Thursday, 1 November 2018

The smell of the Bug of Death

I have acquired a noticeable odour, that follows me like a sick fog. I noticed it a while ago, but now Ann has commented on it as well. Ann is a great researcher, so found that there really is a pungent chemical marker in cancer – a polyamide – and dogs can be trained to detect it. I am starting to spray regularly with an aftershave, and even spray rooms I have been in, but it makes me self-conscious. When the children come round, or I go to face-to-face meetings in London, I try not to stand too closely to the others, or breath over them. I am certainly much weaker and more tired now than even a few months ago. This is the smell of death and despair, of darkness and despondency.

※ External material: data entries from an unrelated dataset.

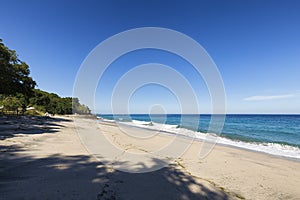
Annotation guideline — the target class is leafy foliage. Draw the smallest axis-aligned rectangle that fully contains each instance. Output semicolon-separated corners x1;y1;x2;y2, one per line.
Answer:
0;39;91;114
0;39;36;96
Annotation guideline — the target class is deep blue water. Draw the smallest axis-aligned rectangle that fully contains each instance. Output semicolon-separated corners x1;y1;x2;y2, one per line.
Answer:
98;114;300;148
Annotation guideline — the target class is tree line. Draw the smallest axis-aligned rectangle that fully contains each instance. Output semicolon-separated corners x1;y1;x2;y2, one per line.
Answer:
0;39;91;115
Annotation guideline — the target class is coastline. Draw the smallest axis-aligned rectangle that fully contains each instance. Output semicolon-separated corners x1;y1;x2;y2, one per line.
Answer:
0;116;300;199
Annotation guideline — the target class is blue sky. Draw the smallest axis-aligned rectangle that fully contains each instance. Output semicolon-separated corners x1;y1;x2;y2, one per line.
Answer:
0;0;300;113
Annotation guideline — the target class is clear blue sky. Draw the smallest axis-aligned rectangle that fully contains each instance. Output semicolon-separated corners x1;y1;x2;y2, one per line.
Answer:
0;0;300;113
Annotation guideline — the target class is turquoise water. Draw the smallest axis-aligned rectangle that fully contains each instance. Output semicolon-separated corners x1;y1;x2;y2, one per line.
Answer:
98;114;300;158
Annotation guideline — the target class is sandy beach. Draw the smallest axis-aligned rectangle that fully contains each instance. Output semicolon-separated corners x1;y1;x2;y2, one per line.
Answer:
0;116;300;199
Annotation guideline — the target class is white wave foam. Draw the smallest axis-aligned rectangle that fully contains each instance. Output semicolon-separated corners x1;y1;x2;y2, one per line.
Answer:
116;120;300;159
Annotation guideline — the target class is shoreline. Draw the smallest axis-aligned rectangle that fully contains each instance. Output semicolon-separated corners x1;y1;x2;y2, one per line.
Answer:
0;116;300;200
97;118;300;162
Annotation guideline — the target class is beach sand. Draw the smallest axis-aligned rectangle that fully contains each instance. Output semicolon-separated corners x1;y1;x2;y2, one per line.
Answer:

Logo of the British Uro-oncology Group
Next week I meet the oncologists to determine the next step in this journey, an assessment of my suitability and fitness for chemotherapy. Dr Martin is a respected oncologist, on the Executive Committee of the British Uro-oncology Group, or BUG. Their logo is like something out of a science fiction horror movie. Clearly some wit with an unsympathetic sense of humour has added legs to the cancerous bladder/prostate image – but only six legs, so it is an insect not a spider – and looks more like an infestation than a treatment option. On reflection, perhaps it is appropriate. After all, bugs are undesirable things, in people or computers, and this disease and its treatments are certainly undesirable – like the very worst of all bugs.